And if not, they would go there to scare them away. And some of those settlers are more polite, and would use more the army. And some are more violent, and they will use more violence. Sometimes they use the drone to scare the the herds away, to scare the the sheep away.
The government funds these activities, Ofran says:
There is a lot of public money, mainly through the local authorities of the settlers, they get funds from the government to give all the services to the settlers, and they use those moneys also, to help set up those outposts…
Amihai called the attacks “pogroms.”
It’s pogroms, right, it’s citizens of the state attacking non citizens, backed by the state, because… there’s no accountability, because there’s no law enforcement, etc. And what we were trying to argue is that this correlates with the same purpose… It’s taking over land, it’s another tool.

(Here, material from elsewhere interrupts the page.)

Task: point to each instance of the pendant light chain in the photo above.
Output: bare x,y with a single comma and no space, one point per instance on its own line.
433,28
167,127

The settler violence gives the state deniability on a policy that the government supports, Amihai said.
It allows the courts to argue, it allows the state to argue that– the settler violence are extreme, they are marginal… It’s only this minority we’re dealing with. It’s only 100 settlers, who do this sort of violence, but not us.
And that’s why it’s in the state’s interest that this continues. Because it allows us to say, Oh, no, we’re tackling settler violence. But then the main purpose continues. It allows the state of Israel to say, oh, we’re good, we’re okay, it’s only them that are the bad ones.
In video after video, it is clear that soldiers are standing idly by next to settlers who are attacking Palestinians and telling them to “get out,” Amihai said.
According to international law, according to minimum, the lowest standard of morality, you’re supposed to protect those who are under occupation, they are the protected population. The Palestinians don’t have any other party to protect them. And once there is a criminal offense being committed, the soldiers are in the shoes of the sovereign, they’re the people who are supposed to be responsible for the situation. And they’re supposed to hold the settlers while they’re attacking to prevent them from doing so, to arrest them to stop them.
Ofran said that the Bennett government has not changed Netanyahu’s policy of annexing Area C slowly.
“Unfortunately, it’s becoming more and more clear to me that the policy towards settlement and issues of the conflict are not really changing. It’s maybe the music that sounds a little different, since Netanyahu and and it’s more like, less anti- Palestinian. But it’s not at all changing anything on the ground.
Today the Bennett government is promoting its plan for E-1, outside Jerusalem, which is yet another lethal blow to the “potential two state solution,” Ofran said. And in December the government is pushing forward plans to develop Atarot in Jerusalem, to encircle East Jerusalem with Jewish settlements.
“It’s dramatic,” Ofran said, and while anti-occupation activists have allies inside the new government “who are trying to help us… that doesn’t mean that this government is moving anywhere in the direction we want it to go.”
Amihai recounted recent statistics from Haaretz: In 2019, the Israeli military counted 363 incidents of settler violence; in 2020, 507 incidents. And in the first half of 2021, there were already 416 such incidents.
His organization, Yesh Din, has documented 540 settler attacks in three years, and in 56 percent of the cases, Palestinians chose not to file a complaint. “And the reason they did that is because they’re intimidated by the system. They fear that if they’ll file a complaint, then the institutions will retaliate.”